Getting to your first 50 students without ad spend
The reliable path here is YouTube shorts of a single hard JEE problem solved in under 90 seconds, since that format travels well and consistently pulls in students who are actively stuck on that exact chapter and searching for help. Route everyone from those shorts into a Telegram group rather than trying to sell directly from the video, because a Telegram group where you post one PYQ a day builds a daily habit and a sense of momentum that a one-off video comment never will, and it's that warmed-up group that converts when you open enrolment, a process our guide on getting your first 100 students without paid ads covers in more depth.

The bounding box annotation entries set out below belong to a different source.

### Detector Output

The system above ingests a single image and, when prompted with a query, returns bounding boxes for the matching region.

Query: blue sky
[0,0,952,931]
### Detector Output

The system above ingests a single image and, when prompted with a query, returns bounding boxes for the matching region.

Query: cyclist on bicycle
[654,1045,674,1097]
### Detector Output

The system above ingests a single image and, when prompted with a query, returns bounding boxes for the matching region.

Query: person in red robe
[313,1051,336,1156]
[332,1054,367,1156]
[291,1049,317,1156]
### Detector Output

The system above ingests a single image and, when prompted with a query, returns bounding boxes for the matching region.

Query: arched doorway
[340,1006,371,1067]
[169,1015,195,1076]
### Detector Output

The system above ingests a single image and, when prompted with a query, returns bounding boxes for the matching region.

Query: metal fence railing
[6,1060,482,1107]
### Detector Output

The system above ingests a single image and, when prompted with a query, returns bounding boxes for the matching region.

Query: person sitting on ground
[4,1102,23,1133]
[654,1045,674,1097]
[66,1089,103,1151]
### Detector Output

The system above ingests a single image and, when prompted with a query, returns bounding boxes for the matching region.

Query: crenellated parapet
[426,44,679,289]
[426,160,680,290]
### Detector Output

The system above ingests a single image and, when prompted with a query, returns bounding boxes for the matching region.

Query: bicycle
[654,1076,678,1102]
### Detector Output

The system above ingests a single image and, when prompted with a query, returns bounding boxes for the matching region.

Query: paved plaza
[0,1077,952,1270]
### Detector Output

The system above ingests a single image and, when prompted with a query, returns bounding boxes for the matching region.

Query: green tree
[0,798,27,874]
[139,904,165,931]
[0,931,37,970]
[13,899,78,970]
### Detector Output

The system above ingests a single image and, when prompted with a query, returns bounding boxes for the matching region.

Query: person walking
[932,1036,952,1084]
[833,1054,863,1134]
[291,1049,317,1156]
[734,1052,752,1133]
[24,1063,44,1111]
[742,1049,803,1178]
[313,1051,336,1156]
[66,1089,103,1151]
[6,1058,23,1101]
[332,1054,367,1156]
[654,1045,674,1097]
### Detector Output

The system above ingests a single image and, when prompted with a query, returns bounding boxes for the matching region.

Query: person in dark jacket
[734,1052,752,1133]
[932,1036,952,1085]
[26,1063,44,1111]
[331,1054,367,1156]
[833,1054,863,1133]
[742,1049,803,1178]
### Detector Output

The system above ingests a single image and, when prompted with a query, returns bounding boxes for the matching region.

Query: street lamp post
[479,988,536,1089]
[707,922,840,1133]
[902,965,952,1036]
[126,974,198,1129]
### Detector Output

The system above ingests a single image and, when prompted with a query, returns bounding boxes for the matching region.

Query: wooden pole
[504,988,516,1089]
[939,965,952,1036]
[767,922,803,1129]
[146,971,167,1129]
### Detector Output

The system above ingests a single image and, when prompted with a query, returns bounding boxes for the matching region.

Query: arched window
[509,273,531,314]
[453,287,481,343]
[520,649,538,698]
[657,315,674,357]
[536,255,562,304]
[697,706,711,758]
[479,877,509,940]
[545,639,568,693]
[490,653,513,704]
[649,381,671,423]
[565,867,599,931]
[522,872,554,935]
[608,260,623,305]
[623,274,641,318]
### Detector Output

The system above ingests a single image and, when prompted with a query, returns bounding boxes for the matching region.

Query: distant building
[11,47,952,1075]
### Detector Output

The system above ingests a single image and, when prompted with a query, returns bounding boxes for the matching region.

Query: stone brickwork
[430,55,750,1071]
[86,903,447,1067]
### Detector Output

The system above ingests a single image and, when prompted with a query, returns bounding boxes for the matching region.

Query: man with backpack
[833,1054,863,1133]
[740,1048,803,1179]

Expect the first 50 to come slower than you'd like, most solo educators take somewhere between six and twelve weeks of consistent posting before a Telegram group crosses a few hundred members large enough to convert 50 paying students, and trying to rush that timeline with paid ads before your free content has proven itself usually just burns money against an audience that hasn't decided to trust you yet.
- 01Publish 15 to 20 free YouTube shorts solving individual JEE problems
- 02Open a Telegram group and post one previous year question every day
- 03Run a 72-hour founding-batch waitlist before enrolment opens
- 04Launch at founding price for the first 50 seats only
- 05Collect mock test scores and testimonials from that first cohort before your next price increase
Setting up checkout and delivery so it doesn't fall apart at scale
Tablet-recorded problem-solving lectures run long and the files are heavy, so resumable uploads matter more here than for almost any other kind of course, since re-uploading a 90-minute lecture from scratch after a dropped connection is the kind of friction that quietly stalls a launch. Once a student pays through Razorpay, enrolment should be instant and automatic rather than something you're manually approving between classes, and a magic-link login means a 17-year-old isn't calling you because they forgot a password during exam season. Worksheets and daily practice problem sets should sit directly under the video they belong to rather than in a separate folder, since a student who has to hunt for a PDF loses momentum right at the point where you want them practising, not searching. Get this plumbing right before you're managing 50 students instead of 5, because the operational mess compounds exactly when you have the least time to fix it.
Fifty students is a small number in absolute terms, but it's the number that tells you whether your structure, pricing and content actually hold together under real usage, complaints included. Get that first batch through to their first mock test with genuinely useful feedback, and the next 200 students become a much easier sell, because by then you're no longer selling a promise, you're selling a batch with actual scores, actual testimonials and actual proof that your structure moves a rank.